Health care amendment clears House committee

TOPEKA — After a rancorous argument that included allegations of lying to voters, a House committee approved a proposed constitutional amendment stating that no Kansas resident could be compelled to buy insurance under the federal health care law passed last year.

Approval of the "Health Care Freedom Amendment" came on a voice vote Thursday, moments after a Democrat-led move to weaken the proposed amendment was defeated 12-5.

Democrats argued that federal law takes precedence over anything the state can pass and that Kansans would still be required to buy insurance or face federal tax penalties regardless of whether the amendment is added to the state Constitution.

"This constitutional amendment will do nothing but mislead the people of Kansas," said Rep. Ed Trimmer, D-Winfield. "I'm just saying I think we need to be honest with the voters."

He tried unsuccessfully to amend the amendment, seeking to remove language that he said indicates that Kansas can nullify federal law.

Republicans argued with equal fervor that Kansas needs to send a strong message to Washington about the Patient Protection and Affordable Care Act, the law pushed by President Obama and passed last year by Congress. Among other things, it requires nearly all Americans to eventually buy health insurance.

"This is something I am passionate about," said Rep. Peggy Mast, R-Emporia. "The majority of our citizens seem to be opposed to the mandate that has come down.

"I think the federal government has stepped over the freedoms that were granted by our founding fathers," she added. "I'm hoping we can get them to back off."

Rep. Ann Mah, D-Topeka, responded: "Passion is good. Lying is bad."

She said Kansas can't trump federal law and "to tell them (Kansas voters) they get to vote on it is a lie."

Rep. Brenda Landwehr, R-Wichita, one of the original proponents of the amendment, took that as an attack on her.

"I take personal affront, being a 17-year incumbent," she said.
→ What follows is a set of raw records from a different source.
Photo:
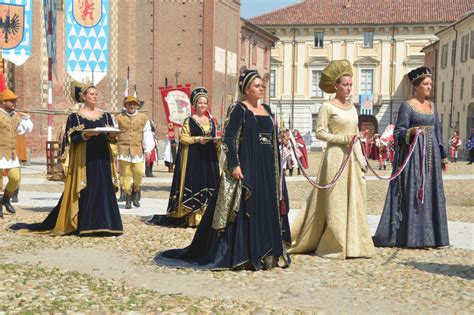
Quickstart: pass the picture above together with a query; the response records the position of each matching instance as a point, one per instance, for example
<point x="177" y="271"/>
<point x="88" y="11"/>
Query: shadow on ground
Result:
<point x="461" y="271"/>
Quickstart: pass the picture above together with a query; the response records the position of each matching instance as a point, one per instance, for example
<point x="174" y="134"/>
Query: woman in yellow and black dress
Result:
<point x="196" y="173"/>
<point x="88" y="204"/>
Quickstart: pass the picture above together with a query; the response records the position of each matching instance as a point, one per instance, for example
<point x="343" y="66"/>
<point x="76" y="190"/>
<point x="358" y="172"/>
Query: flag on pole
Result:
<point x="17" y="28"/>
<point x="125" y="92"/>
<point x="87" y="39"/>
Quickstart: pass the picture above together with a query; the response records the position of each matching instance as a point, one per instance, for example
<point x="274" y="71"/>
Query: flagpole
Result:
<point x="50" y="75"/>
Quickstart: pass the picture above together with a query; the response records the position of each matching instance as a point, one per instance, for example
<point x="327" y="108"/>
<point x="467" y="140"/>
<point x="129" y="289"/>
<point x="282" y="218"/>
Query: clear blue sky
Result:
<point x="251" y="8"/>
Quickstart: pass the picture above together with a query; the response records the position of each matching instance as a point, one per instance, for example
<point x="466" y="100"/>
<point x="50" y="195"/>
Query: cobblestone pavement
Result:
<point x="117" y="274"/>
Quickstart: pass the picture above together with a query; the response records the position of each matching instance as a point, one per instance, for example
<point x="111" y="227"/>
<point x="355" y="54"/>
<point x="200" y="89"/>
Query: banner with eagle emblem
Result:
<point x="15" y="30"/>
<point x="87" y="39"/>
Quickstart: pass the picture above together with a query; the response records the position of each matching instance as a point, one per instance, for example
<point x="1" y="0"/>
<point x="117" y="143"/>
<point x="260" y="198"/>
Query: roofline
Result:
<point x="465" y="17"/>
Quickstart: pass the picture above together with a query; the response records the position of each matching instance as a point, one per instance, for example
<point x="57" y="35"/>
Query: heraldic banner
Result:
<point x="15" y="30"/>
<point x="87" y="39"/>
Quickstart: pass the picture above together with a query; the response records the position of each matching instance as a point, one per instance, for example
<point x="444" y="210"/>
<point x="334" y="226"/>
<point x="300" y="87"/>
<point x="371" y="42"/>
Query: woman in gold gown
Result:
<point x="333" y="222"/>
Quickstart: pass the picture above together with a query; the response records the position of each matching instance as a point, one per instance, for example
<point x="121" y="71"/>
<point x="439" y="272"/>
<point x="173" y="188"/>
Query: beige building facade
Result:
<point x="455" y="79"/>
<point x="382" y="49"/>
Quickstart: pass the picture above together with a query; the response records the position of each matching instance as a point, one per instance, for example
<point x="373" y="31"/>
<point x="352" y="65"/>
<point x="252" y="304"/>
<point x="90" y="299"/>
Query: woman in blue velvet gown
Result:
<point x="196" y="173"/>
<point x="414" y="214"/>
<point x="88" y="205"/>
<point x="244" y="226"/>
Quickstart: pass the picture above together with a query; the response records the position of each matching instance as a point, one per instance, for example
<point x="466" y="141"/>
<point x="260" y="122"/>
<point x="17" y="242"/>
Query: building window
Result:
<point x="369" y="39"/>
<point x="272" y="83"/>
<point x="266" y="59"/>
<point x="254" y="53"/>
<point x="453" y="52"/>
<point x="319" y="39"/>
<point x="472" y="44"/>
<point x="366" y="82"/>
<point x="315" y="77"/>
<point x="464" y="47"/>
<point x="444" y="56"/>
<point x="442" y="92"/>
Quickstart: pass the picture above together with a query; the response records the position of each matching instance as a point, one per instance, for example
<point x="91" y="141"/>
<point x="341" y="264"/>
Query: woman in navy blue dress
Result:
<point x="414" y="214"/>
<point x="244" y="226"/>
<point x="88" y="205"/>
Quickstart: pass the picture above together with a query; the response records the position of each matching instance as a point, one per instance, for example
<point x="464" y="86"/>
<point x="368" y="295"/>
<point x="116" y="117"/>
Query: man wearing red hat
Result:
<point x="135" y="138"/>
<point x="11" y="124"/>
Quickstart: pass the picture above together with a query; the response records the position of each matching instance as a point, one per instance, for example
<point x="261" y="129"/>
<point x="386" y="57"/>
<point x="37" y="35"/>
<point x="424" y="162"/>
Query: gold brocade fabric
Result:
<point x="333" y="222"/>
<point x="76" y="180"/>
<point x="185" y="139"/>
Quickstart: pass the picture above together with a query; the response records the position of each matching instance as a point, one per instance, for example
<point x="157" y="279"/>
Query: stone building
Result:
<point x="163" y="42"/>
<point x="382" y="40"/>
<point x="455" y="78"/>
<point x="255" y="47"/>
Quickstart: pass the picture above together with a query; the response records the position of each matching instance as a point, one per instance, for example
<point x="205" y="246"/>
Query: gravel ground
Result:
<point x="117" y="274"/>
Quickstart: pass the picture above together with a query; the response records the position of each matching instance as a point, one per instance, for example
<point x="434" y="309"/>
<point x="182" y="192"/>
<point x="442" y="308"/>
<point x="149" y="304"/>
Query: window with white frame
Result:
<point x="368" y="39"/>
<point x="315" y="77"/>
<point x="366" y="82"/>
<point x="272" y="83"/>
<point x="319" y="39"/>
<point x="472" y="44"/>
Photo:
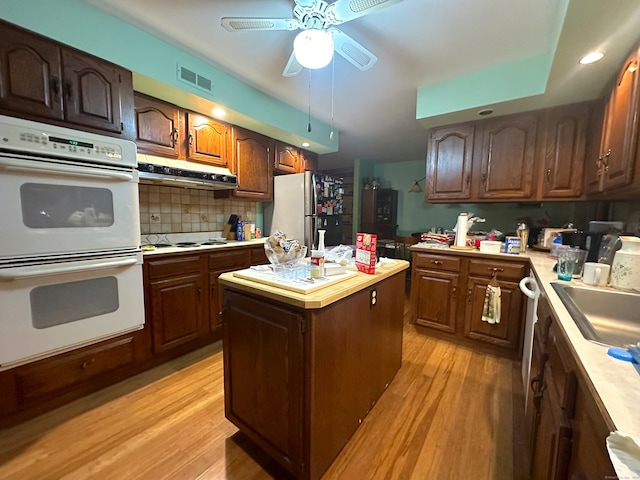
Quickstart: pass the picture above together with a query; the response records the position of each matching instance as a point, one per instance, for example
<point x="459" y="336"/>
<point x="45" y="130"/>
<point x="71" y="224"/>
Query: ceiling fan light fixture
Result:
<point x="313" y="48"/>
"I see a lot of lies in the language that was in the (federal) bill," she added. She said supporters of the measure had lied when they said people would be allowed to keep their current insurance and that costs wouldn't rise for senior citizens on Medicare.

She also said she thinks states don't necessarily have to follow all federal laws. For example, she cited California's law to decriminalize marijuana, which conflicts with federal statutes.

"States have rights, states have sovereignty," she said. "If we did not, we would have dictatorship."

Rep. Jim Ward, D-Wichita, bristled at that comment.

"That just defies the definition of dictatorship," Ward said, pointing out that the president and Congress were chosen in free elections. "That kind of language, I don't think is helpful in the discussion."

He also said the idea that states can nullify federal law "is flat-out not true.... We had a Civil War to decide that issue."

He said a more recent example was the civil rights movement of the 1960s.

" (Former Alabama Gov.) George Wallace stood in the schoolhouse door to prevent (black) kids from going to school. He lost," Ward said.

The debate between legislators on the House Health and Human Services Committee came three days after a hearing in which proponents of the amendment denounced the federal health act on numerous grounds.

Both chambers of the Legislature would need to approve the proposed amendment, also known as House Continuing Resolution 5007, by a two-thirds vote to send it to voters.

It would then become part of the state Constitution if approved by a majority of voters in an election.